Dès lors, que peuvent faire, sans tarder, les dirigeants ? A défaut d’annoncer immédiatement un plan d’action, il faut rassurer les investisseurs sur la capacité d’exécution stratégique des organes de direction : la gouvernance de l’entreprise devient un sujet clé pour l’investisseur sceptique ou inquiet.

Certes, les sociétés parlent déjà  de leur gouvernance  aux grands investisseurs à l’occasion de la préparation des Assemblées générales. Mais les discussions ne portent  que sur le contenu des résolutions et non sur la qualité du processus décisionnel du conseil d’administration. En outre, les interlocuteurs sont des spécialistes du vote en AG et non les gérants de fonds qui sont à l’origine de la chute.

Les modalités et le contenu de cet engagement doivent être revus pour en faire un processus utile à la restauration de la confiance des marchés.

En ce qui concerne les modalités, il s’agit d’élargir le dialogue aux gérants de conviction sans renoncer bien sûr à celui qui s’organise avec les experts en gouvernance des grands fonds. Ces gérants investissent dans un nombre limité de sociétés et ils sont prêts à conserver leurs actions plusieurs années. Leur analyse est fondamentale et repose sur un dialogue avec les dirigeants. Ils représentent moins de 20% de la capitalisation boursière, mais lorsqu’ils décident d’investir, les montants engagés quotidiennement sont entre 7 à 30 fois plus importants que ceux des fonds opportunistes[2]. D’où l’intérêt d’en faire des cibles prioritaires.

Mais encore faut-il pouvoir leur dire des choses intéressantes !  Et c’est ici que le bât blesse. Les entreprises ont souvent une conception très mécanique ou institutionnelle de la gouvernance. Dans la logique du code de gouvernance de l’AFEP-Medef, celle-ci est trop souvent réduite aux structures alors que ce qui est essentiel c’est le processus décisionnel, l’animation du conseil et la philosophie qui l’inspire.

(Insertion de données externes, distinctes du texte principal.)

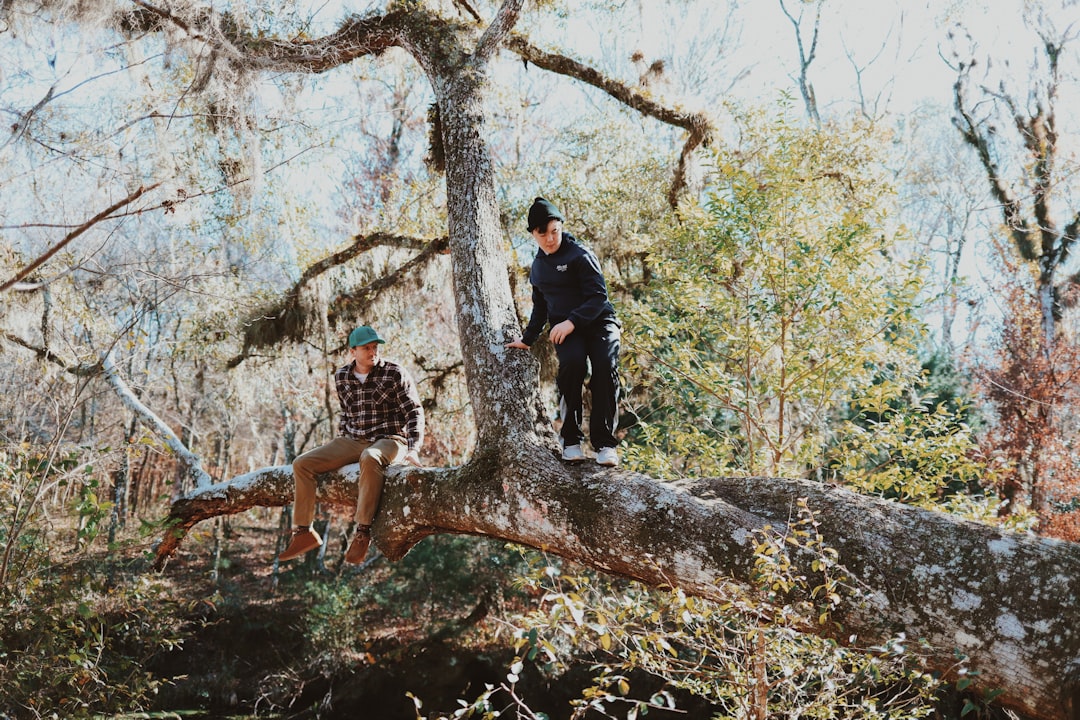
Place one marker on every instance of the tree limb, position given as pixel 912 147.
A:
pixel 104 215
pixel 190 461
pixel 697 124
pixel 495 34
pixel 1009 602
pixel 1011 208
pixel 286 320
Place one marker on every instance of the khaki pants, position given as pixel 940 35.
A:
pixel 340 451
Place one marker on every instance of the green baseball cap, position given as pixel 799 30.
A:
pixel 363 335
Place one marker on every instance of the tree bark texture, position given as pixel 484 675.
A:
pixel 1009 602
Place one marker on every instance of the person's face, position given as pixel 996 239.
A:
pixel 549 239
pixel 365 356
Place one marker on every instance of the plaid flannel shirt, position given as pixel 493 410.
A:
pixel 386 405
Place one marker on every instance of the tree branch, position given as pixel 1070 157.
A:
pixel 190 461
pixel 1007 601
pixel 502 24
pixel 104 215
pixel 286 318
pixel 1011 208
pixel 697 124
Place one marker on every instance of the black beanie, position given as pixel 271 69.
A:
pixel 541 213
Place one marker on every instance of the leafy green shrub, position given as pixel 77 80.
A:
pixel 77 633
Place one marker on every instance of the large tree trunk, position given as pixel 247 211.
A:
pixel 1010 602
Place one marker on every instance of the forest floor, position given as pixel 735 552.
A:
pixel 310 640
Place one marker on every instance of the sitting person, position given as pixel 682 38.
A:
pixel 381 421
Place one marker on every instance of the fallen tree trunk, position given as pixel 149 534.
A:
pixel 1009 602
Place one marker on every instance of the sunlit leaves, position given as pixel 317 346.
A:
pixel 775 301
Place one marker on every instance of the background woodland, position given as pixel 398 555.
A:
pixel 831 285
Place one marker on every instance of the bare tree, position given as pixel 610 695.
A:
pixel 808 51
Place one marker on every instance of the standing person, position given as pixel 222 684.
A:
pixel 569 293
pixel 381 420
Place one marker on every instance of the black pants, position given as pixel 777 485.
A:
pixel 596 345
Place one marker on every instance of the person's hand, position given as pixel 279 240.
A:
pixel 559 331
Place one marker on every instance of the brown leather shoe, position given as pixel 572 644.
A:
pixel 358 548
pixel 304 540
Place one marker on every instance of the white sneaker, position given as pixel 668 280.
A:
pixel 608 457
pixel 574 453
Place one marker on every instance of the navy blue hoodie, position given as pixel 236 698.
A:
pixel 566 285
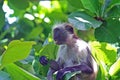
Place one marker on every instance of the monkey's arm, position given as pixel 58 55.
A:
pixel 83 68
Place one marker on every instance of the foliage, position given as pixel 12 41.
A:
pixel 26 22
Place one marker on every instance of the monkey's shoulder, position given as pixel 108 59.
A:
pixel 82 44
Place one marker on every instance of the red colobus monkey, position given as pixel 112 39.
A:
pixel 74 54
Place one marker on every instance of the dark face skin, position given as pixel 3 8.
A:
pixel 60 33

Le conseil d’administration est l’architecte de la gouvernance de la société. L’investisseur veut comprendre quelles sont les idées qui sous-tendent cette architecture. La sophistication de la «governance story » (partie intégrante de l’ «equity story »)  est un indicateur de la maturité managériale de la société. Sa présentation doit éviter le juridisme et revêtir un format opérationnel et stratégique.

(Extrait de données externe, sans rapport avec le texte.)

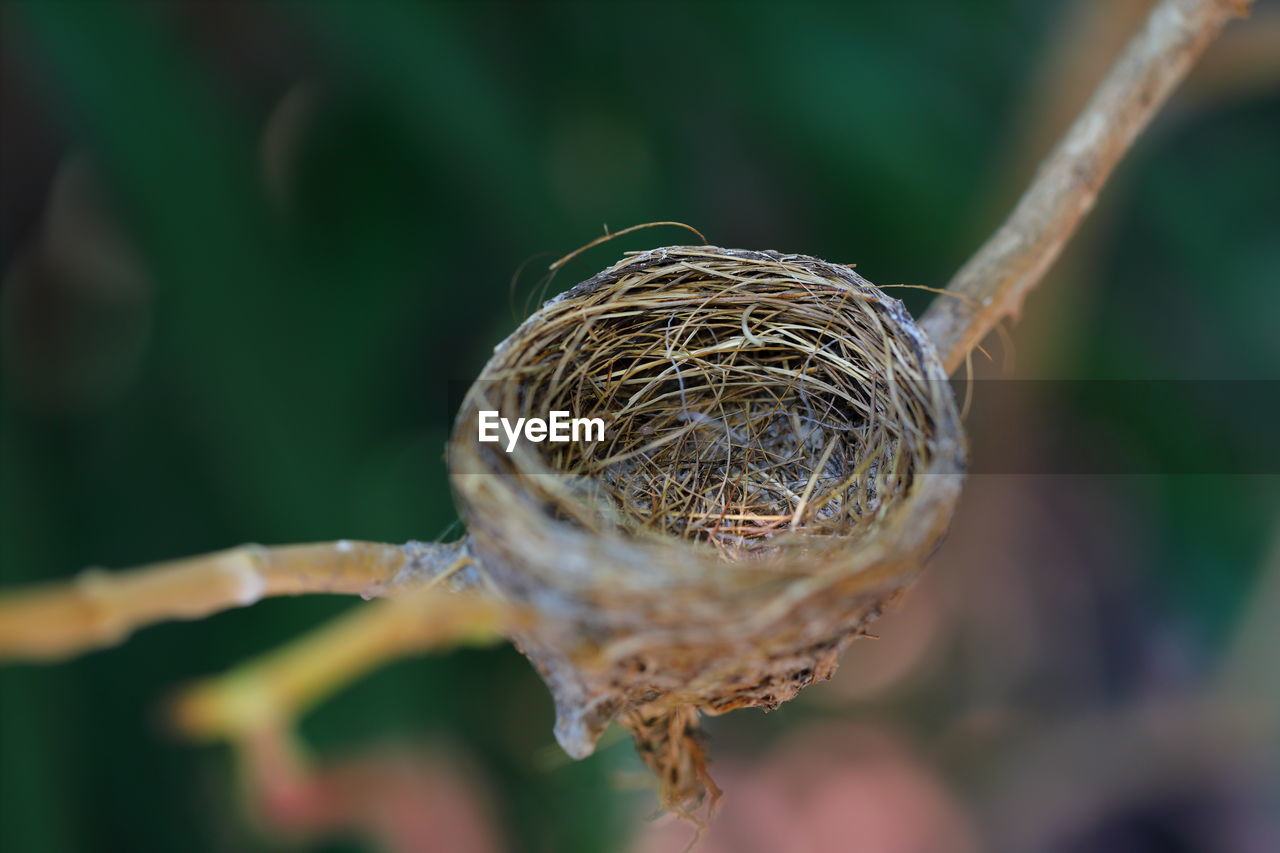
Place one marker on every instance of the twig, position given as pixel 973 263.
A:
pixel 104 607
pixel 997 278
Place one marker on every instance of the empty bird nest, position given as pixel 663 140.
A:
pixel 781 452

A l’instar du séminaire stratégique que la plupart des conseils ont pris l’habitude d’organiser chaque année, un séminaire annuel de gouvernance mériterait d’être institué. Il serait l’occasion de réfléchir sur la façon dont le conseil travaille, idéalement sur la base d’une évaluation formelle qui irait au-delà du traditionnel questionnaire d’(auto)satisfaction. Il permettrait surtout de dessiner la gouvernance future de la société (composition du conseil, processus de décision pour éviter les biais cognitifs et exploiter l’intelligence collective, thèmes clés à traiter) compte tenu de ses enjeux stratégiques les plus critiques.

Introduire la gouvernance dans le dialogue actionnarial permet ainsi de restaurer la confiance des investisseurs qui comptent le plus dans le cours de bourse. Les études montrent qu’une communication fondée sur le long terme, la stratégie et l’exécution stratégique attire les investisseurs fondamentaux et réduit l’importance des investisseurs opportunistes. Il en résulte un meilleur alignement entre la valeur de marché et les performances de l’entreprise, une réduction de la volatilité du cours en cas de nouvelles non anticipées par les investisseurs et une résilience plus forte de la valeur dans les crises économiques.

Certaines entreprises hésitent encore à parler de gouvernance à leurs investisseurs en dehors de la période des assemblées. Le fait de n’avoir rien à dire pourrait demain être un signe pour les investisseurs qu’il y a beaucoup à redire…

 

[1] Statistiques actualisées d’une étude de KPMG. Cf Les Echos du 16 octobre 2012 « Décrochage boursier : un écueil inévitable pour les sociétés cotées» https://bit.ly/2GVR4d5.

[2] Voir le chapitre 6 de Value, The four cornerstones of corporate finance, McKinsey, 2011.

 

Cet article a été publié sur Vox-Fi le 25 mars 2019.